9 de abril de 2009

Letrero

Margarita mi esposa, mi hijo Carlos y yo habíamos comido, con inclusión de sabroso pescado en el menú, en uno de los varios restaurantes que ofrecen sus esmerados servicios en la mediterránea y andaluza villa malagueña de Nerja, la de las maravillosas cuevas o fantásticas grutas subterráneas en sus cercanías; y que, por cierto, ya nosotros, en tal ocasión con nuestra hija Margot también, habíamos visitado admirados años atrás.
En aquellas primeras horas de la tarde agosteña nos dedicamos a pasear un poco por las más típicas calles y callejuelas de la localidad, buscando al tiempo la apetecible frescura de sus sombras umbrosas en tanto llegaba la hora de regresar a Málaga capital.

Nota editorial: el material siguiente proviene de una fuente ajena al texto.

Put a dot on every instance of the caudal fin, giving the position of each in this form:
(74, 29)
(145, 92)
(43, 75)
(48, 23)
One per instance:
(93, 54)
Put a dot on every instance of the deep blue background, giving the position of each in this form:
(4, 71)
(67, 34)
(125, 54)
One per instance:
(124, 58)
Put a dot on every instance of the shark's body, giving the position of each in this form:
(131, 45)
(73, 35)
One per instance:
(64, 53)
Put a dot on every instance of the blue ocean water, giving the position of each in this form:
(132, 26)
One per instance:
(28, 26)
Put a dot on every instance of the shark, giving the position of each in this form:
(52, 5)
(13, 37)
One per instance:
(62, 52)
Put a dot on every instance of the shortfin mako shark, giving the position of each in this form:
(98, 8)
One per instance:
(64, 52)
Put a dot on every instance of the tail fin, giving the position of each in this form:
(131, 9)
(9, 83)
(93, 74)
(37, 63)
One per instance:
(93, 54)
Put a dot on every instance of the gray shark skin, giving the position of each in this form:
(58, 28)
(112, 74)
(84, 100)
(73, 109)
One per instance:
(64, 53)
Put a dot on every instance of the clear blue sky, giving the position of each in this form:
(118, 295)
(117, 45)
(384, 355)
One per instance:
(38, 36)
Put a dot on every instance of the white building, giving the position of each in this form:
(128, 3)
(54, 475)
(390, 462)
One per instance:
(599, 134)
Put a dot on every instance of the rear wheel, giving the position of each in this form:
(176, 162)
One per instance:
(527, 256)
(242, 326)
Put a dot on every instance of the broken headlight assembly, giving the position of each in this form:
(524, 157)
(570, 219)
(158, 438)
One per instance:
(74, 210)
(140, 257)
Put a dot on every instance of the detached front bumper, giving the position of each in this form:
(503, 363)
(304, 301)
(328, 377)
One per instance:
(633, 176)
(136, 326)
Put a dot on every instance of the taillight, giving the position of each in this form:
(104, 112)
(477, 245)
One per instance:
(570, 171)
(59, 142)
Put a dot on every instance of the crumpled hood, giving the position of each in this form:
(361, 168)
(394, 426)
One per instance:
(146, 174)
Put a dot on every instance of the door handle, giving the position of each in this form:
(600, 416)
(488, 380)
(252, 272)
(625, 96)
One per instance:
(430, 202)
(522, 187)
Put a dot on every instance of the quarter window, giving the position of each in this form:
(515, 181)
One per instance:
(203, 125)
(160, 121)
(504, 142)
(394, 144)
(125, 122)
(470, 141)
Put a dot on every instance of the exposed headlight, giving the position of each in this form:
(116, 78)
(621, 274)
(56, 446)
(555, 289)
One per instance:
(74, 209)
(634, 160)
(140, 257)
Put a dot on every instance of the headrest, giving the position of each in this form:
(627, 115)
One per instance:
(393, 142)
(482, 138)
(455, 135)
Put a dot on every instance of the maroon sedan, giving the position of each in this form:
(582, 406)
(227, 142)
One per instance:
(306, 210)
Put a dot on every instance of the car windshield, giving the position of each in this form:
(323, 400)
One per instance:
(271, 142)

Madre e hijo caminaban delante, platicando. Yo iba unos pasos detrás, disfrutando del pausado paseo y observando un tanto distraído algún que otro rasgo típico ciudadano que se me ofreciese a la vista.
Y he aquí lo que me hizo detenerme, leer y soltar la carcajada, admirando una vez más el fino sentido del humor del pueblo andaluz y llamando la atención de los míos, entre risas.
En una de aquellas aseadas casitas que denotaban su mucha antigüedad, terrera como la mayoría y pulcramente encalada, pintadas de rojo sus tejas, de negro sus rejas y de marrón sus puertas y ventanas que se adornaban con algún tiesto de claveles o geranios florecidos, en su fachada, junto a la puerta del zaguán que daba acceso a un pequeño y por lo que se veía alegre patio interior decorado con zócalos de morunos arabescos, compuesto por una docena de azulejos pintados y firmado por un A. Ruiz de Luna. Málaga, se leía: "En este lugar el día veintiuno de Febrero de mil cuatrocientos noventa y tres, durante el reinado fastuoso de Fernando de Aragón Padre de la unión de la Santa España y esposo de la gran Reina Isabel la Católica, no pasó nada".